Centri disabili ancora chiusi, l’appello di mamma Elena

Sua figlia ha la sindrome di Asperger, da 3 mesi è a casa, senza le sue attività. "e strutture devono poter riaprire, ne va del benessere di tanti ragazzi"

Mamma Elena

Mamma Elena

Milano, 4 giugno 2020 - Ci sono stati giorni in cui Elena Palmerino ha dovuto togliere le chiavi dalle porte delle stanze di casa per evitare che sua figlia girasse la serratura e si autosegregasse in una di quelle stanze. Ce ne sono stati altri in cui ha dovuto ricorrere agli ansiolitici per calmarla. E altri ancora in cui nulla ha potuto contro le crisi di pianto della ragazza. Racconti di una quotidianità stravolta, racconti dai quali è necessario partire se si vuole capire quanto sia stato difficile per i bambini, i ragazzi e gli adulti disabili osservare l’obbligo di restare a casa, in questi tre mesi di emergenza sanitaria. E per capire, soprattutto, quanto sia importante, per loro e per i famigliari, che ora i centri sociosanitari e gli ambulatori per la disabilità riaprano come sta riaprendo la maggior parte delle attività. 

Non più tardi di lunedì, su queste pagine, abbiamo riportato il grido di allarme di alcune associazioni che hanno denunciato come la maggior parte dei centri per disabili in Lombardia sia ancora chiusa senza che iniziasse alcuna Fase 2 perché le linee guida approvate dalla Regione richiedono tempo per essere soddisfatte, richiedono coperture economiche al momento carenti e, terzo punto, in alcuni casi sono scarsamente attuabili. Elena e sua figlia rientrano tra quelle famiglie che non hanno ancora potuto ricominciare a frequentare il proprio centro diurno, nel caso specifico quello in via Boifava, quartiere Gratosoglio, gestito dal “Gruppo L’Impronta“.

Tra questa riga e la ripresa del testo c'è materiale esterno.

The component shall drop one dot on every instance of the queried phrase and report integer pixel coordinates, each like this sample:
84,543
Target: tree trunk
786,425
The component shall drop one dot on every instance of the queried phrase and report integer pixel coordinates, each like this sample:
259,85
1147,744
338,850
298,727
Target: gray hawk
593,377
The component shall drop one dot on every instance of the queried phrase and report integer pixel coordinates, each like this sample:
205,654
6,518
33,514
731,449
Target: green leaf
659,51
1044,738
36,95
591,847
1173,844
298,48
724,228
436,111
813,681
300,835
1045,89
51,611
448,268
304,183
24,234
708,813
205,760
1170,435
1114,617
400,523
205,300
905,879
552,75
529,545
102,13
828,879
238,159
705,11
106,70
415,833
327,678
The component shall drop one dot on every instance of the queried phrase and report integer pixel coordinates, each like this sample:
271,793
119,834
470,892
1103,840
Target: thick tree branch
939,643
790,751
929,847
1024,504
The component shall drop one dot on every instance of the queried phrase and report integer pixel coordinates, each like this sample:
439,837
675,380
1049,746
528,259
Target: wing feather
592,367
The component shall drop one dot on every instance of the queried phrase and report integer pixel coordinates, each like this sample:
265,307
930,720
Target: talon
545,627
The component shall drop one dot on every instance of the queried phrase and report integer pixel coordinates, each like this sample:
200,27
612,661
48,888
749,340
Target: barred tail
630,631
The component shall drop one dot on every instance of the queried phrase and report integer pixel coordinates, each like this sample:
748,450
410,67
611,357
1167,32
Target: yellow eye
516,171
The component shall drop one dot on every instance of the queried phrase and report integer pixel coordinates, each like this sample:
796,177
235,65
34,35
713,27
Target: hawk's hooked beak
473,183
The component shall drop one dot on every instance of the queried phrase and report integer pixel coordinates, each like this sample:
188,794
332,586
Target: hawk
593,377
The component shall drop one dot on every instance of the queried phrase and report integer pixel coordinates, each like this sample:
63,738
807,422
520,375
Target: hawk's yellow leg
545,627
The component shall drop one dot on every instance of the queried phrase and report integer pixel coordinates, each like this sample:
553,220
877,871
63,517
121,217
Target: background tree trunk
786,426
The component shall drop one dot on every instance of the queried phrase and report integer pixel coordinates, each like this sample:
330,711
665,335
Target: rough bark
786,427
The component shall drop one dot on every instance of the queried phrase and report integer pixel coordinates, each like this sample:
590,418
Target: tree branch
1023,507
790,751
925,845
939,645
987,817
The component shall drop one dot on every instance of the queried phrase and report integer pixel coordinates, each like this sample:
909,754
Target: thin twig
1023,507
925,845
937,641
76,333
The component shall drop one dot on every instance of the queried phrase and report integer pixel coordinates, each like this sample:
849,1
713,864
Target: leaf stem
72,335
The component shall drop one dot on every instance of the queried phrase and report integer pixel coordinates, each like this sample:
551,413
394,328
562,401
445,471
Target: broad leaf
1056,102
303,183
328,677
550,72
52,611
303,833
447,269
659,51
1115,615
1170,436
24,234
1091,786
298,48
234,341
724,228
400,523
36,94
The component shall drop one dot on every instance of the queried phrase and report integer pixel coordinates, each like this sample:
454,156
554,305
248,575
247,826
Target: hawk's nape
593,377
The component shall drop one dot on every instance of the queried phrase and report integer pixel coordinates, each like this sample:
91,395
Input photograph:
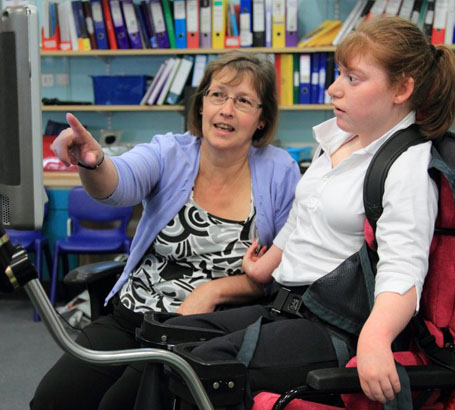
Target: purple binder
159,25
132,24
292,31
119,25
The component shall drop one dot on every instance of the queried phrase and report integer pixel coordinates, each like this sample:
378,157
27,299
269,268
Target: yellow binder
218,23
278,24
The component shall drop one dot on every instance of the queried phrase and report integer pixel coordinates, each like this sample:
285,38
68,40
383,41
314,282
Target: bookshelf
134,108
173,51
170,52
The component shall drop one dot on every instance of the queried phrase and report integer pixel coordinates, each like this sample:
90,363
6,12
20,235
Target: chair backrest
438,295
82,207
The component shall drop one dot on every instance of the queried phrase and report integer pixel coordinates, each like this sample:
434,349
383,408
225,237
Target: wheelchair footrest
154,333
223,380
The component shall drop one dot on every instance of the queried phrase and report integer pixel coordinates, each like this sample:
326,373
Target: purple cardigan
161,174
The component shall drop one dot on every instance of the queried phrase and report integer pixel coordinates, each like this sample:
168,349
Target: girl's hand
252,255
75,144
377,370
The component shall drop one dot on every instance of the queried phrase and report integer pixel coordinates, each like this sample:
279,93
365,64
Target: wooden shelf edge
167,51
65,108
138,108
61,179
172,51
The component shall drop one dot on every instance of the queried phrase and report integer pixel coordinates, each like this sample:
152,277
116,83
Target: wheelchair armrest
98,278
87,274
346,380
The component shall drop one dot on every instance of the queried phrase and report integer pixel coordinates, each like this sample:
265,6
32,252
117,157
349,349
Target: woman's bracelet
91,168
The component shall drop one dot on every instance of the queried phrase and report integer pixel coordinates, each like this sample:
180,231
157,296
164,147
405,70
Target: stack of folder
180,24
436,18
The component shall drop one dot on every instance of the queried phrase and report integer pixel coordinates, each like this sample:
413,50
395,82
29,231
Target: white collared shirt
326,222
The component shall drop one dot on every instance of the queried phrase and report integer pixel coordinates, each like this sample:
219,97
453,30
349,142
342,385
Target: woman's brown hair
402,49
262,73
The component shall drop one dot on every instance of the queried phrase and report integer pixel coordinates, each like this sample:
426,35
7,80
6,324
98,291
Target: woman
206,194
390,77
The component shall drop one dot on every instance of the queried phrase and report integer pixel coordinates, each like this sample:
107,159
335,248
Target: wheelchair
225,382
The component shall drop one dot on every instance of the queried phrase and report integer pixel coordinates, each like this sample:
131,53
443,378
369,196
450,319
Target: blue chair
33,241
90,240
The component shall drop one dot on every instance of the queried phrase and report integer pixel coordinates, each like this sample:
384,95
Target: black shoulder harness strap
373,187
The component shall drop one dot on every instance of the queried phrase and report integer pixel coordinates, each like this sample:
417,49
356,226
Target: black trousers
288,347
73,384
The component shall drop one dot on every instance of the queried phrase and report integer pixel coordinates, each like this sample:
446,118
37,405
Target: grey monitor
22,193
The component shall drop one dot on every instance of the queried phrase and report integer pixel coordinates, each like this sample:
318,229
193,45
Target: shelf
109,108
307,107
172,51
136,108
61,179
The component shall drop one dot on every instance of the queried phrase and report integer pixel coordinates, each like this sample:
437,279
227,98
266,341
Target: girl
390,77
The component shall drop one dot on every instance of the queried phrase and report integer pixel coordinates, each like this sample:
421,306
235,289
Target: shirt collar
331,137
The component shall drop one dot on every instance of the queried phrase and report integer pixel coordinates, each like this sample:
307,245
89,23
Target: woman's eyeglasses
243,104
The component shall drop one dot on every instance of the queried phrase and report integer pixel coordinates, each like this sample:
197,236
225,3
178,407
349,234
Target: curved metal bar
39,298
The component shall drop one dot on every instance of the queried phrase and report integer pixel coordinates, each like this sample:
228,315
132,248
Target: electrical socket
47,80
63,79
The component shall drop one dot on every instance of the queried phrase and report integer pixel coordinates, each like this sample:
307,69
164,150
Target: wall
294,127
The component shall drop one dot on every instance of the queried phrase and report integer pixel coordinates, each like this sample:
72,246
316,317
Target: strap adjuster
288,302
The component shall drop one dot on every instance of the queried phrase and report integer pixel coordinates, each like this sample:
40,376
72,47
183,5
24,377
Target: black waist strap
289,301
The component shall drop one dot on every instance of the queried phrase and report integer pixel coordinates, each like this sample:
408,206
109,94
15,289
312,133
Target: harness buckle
288,302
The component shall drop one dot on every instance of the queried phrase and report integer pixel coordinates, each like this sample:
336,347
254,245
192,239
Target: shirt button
312,204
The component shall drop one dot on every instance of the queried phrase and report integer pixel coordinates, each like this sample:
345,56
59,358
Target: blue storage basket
119,89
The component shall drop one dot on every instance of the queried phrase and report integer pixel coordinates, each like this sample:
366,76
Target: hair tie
437,52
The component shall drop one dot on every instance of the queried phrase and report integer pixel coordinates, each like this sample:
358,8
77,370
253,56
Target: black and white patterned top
193,248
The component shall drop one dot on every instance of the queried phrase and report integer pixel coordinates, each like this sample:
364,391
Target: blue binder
119,25
322,76
180,23
314,78
305,79
98,23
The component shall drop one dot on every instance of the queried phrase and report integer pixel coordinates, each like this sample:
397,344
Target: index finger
75,124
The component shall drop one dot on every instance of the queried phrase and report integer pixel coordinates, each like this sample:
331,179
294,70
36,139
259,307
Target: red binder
109,25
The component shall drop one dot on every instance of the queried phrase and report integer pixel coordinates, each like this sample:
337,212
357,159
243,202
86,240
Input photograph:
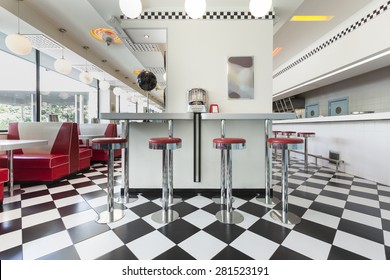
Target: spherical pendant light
86,77
104,85
63,66
195,8
259,8
18,44
131,8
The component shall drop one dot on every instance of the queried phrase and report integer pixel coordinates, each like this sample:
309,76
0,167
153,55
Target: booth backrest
62,139
106,129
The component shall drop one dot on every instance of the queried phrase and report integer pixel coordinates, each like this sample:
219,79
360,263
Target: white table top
6,145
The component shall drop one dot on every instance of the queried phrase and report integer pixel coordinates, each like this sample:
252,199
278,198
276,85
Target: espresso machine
197,100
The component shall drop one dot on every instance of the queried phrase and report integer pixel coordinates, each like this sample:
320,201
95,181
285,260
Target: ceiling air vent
40,42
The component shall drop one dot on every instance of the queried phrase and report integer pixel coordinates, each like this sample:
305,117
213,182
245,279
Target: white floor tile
363,201
330,201
362,218
360,246
306,245
46,245
99,245
336,189
129,217
255,246
88,189
200,218
36,200
363,189
10,215
68,201
202,246
39,218
61,189
10,240
150,246
321,218
79,218
199,201
302,202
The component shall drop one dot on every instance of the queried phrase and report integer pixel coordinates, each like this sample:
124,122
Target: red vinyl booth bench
3,178
102,130
61,157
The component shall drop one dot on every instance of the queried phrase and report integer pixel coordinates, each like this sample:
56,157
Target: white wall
363,145
197,53
367,92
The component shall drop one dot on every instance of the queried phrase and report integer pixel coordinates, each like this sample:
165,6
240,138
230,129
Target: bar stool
167,145
283,215
110,144
288,134
306,135
228,216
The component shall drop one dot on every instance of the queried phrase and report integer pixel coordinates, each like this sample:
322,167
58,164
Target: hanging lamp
62,65
85,76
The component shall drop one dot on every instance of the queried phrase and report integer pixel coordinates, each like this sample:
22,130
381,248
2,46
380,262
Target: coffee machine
197,100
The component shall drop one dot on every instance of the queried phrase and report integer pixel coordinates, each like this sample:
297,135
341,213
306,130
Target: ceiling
78,17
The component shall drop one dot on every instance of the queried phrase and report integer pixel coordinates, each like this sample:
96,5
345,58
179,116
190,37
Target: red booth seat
3,178
61,157
103,130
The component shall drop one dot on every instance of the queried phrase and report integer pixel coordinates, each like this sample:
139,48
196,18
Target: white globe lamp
86,77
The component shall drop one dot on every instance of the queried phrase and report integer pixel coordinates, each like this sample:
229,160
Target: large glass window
17,89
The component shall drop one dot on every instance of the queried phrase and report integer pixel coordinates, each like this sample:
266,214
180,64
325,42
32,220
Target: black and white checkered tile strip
208,16
336,37
343,217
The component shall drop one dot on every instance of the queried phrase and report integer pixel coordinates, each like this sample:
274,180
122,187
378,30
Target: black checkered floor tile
343,217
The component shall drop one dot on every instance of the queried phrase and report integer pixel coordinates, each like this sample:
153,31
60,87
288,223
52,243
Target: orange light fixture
311,18
105,35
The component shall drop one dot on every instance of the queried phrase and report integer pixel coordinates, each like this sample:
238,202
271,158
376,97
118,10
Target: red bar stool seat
167,145
306,135
226,145
111,144
283,215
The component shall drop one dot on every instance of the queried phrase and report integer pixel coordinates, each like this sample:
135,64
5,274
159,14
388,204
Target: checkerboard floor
343,217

La figlia di Elena ha 16 anni ed è portatrice della sindrome di Asperger, annoverata tra i disturbi dello spettro autistico. Proprio per questo la ragazza ha particolarmente bisogno che la sua quotidianità sia scandita da appuntamenti fissi, da attività regolari, da certezze. Da qui la difficoltà a rinunciare, ormai da tre mesi, a tutto quello che faceva parte delle sue giornate.  La scuola, innanzitutto: «Mia figlia frequenta l’istituto Kandinsky, è bravissima, le piace studiare, prende bei voti» racconta Elena. E poi gli educatori, i compagni e i laboratori del centro diurno: «L’Impronta fa un grandissimo lavoro con i ragazzi, mia figlia è coinvolta in più attività e sta bene quando è lì. Purtroppo, però, il centro non è ancora riuscito a riaprire e non per mancanza di volontà ma perché, mi hanno spiegato, le linee guida della Regione sono complicate da seguire. E allora – prosegue Elena – da mamma mi chiedo perché in questo Paese si sia riusciti ad aprire ogni tipo di attività, dai mercati rionali ai centri estetici, e non si è ancora riusciti a riaprire servizi essenziali come i centri per i disabili. Questa situazione non è più tollerabile, ne va del benessere di tanti ragazzi e di tante famiglie. Il caso di mia figlia – conclude Elena – non è tra i più gravi, ci sono madri e padri che devono affrontare problemi maggiori rispetto ai miei. Tutte queste famiglie meritano una risposta, il prima possibile, dalle istituzioni».